Attic airleaks filtered through insulation
Firemen know about homes, and they know about the importance of airflow. It’s a key component in combustion after all. So it was easy to explain why it was necessary to tackle air leaks before adding insulation. But really the evidence was laid out before us.
The turned over fiberglass lying on top of loose blown in insulation was blackened from airflow all over the attic. Essentially, lot’s of air was moving through the ceiling and into the attic. From the chimney, from open walls from wires and pipes, everywhere this attic could leak it did. And the fiberglass didn’t stop the air—that’s not what it was designed to do. It did clean the air a bit as the air raced through. So, this home really didn’t have effective insulation, but rather a big air filter up in the attic. How nice to clean the air that you’re throwing away to the outside right along with the heat that it carries!

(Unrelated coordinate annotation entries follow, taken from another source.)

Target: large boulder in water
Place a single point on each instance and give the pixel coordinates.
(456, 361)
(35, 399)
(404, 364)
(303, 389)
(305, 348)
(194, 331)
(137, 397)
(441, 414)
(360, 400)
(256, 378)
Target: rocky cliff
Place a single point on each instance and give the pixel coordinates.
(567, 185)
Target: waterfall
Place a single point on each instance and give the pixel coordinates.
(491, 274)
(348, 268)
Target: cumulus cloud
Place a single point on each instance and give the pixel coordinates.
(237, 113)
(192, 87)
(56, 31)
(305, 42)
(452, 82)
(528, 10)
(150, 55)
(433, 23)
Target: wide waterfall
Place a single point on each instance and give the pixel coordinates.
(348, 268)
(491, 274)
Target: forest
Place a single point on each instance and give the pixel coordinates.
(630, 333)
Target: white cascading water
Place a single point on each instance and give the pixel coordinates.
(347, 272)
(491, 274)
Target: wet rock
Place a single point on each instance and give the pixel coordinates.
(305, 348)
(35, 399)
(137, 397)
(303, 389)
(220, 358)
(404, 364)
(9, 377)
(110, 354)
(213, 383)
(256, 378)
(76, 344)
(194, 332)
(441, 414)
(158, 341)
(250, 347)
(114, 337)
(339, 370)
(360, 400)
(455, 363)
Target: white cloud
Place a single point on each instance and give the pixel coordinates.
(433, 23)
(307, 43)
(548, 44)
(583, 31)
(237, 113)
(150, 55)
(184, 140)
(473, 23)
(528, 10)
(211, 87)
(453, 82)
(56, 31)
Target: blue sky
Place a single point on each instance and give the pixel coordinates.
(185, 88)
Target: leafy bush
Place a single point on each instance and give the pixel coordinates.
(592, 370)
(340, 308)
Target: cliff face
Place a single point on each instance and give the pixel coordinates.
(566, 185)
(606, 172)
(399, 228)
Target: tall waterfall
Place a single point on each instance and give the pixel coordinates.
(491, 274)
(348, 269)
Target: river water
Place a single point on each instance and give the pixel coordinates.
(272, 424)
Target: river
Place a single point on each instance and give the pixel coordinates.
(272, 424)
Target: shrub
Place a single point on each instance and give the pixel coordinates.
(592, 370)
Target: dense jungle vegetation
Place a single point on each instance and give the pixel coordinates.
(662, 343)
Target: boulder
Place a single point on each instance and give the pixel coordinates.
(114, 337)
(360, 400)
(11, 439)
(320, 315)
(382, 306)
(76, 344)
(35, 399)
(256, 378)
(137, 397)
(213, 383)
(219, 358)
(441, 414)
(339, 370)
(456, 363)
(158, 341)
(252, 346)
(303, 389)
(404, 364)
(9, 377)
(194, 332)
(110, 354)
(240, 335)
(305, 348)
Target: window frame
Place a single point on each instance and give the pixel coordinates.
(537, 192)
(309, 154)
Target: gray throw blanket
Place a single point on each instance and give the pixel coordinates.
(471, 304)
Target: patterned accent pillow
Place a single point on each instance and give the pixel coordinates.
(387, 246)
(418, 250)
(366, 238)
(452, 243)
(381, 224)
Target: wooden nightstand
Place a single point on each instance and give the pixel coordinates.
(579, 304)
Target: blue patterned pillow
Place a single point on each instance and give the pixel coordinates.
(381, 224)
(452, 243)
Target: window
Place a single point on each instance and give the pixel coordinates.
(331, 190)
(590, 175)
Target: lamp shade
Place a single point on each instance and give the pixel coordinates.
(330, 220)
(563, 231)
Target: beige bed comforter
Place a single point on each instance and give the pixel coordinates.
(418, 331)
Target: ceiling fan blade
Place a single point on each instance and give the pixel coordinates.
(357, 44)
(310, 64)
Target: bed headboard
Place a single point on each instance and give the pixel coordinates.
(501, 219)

Being a fairly old leaky home with no insulation in the walls it had more heating than necessary. Baseboard and radiators were laid out everywhere! The homeowner joked he was going to turn the boiler downstairs into a camper it was so big! After we properly air seal and insulate, and then size a new boiler appropriately, he won’t be burning through heating fuel so quickly this coming year.
The second home was a modern one built more recently. This tri level home was well taken care of and the homeowner, being quite handy had recently spent a great deal of time adding some nice finishing touches here and there.
Their son was off at college but came home for his final year and they offered to turn the heat up since they were keeping it low to save money. For him the rental home on campus was leaky and un-insulated, anything was better! Certainly this new home should be a comfortable home for the most part but they were sacrificing comfort to save money, they knew there was room to improve.
Again the request was for more insulation and here’s another savvy homeowner asking. Their concern was comfort and high energy bills, and since he’d crawled around in the attic a few times, he knew more insulation wouldn’t hurt. And he’s right, kind of. More insulation would be good, especially covering the bare spots like the one below. But, again, only AFTER air-sealing.
Big opening in an attic that leaks inside air
He had put gaskets over the light switch plates and had new windows installed. What he was missing were sealing the big holes in the attic, and these are the ones that cause a great deal of heat loss, not just in this home, but in most. With the various levels of the home all connected in the attic, we find the worst offenders, the stuff that needs sealing shut before more insulation is added. Even for such a modern home our testing revealed that that home was twice as leaky as it should have been even though it looked like it was in good shape.
In these homes, and in the majority that we see, comfort is a big sacrifice on top of too-high heating bills. The good news is they’re we’re able to find the problems. And we’ll be sending out crew to make the fixes in the next couple of weeks. And new or old, most homes
need some buttoning up. Does yours? For both of these savvy homeowners, this winter should feel a whole lot better with no air flow…now they know.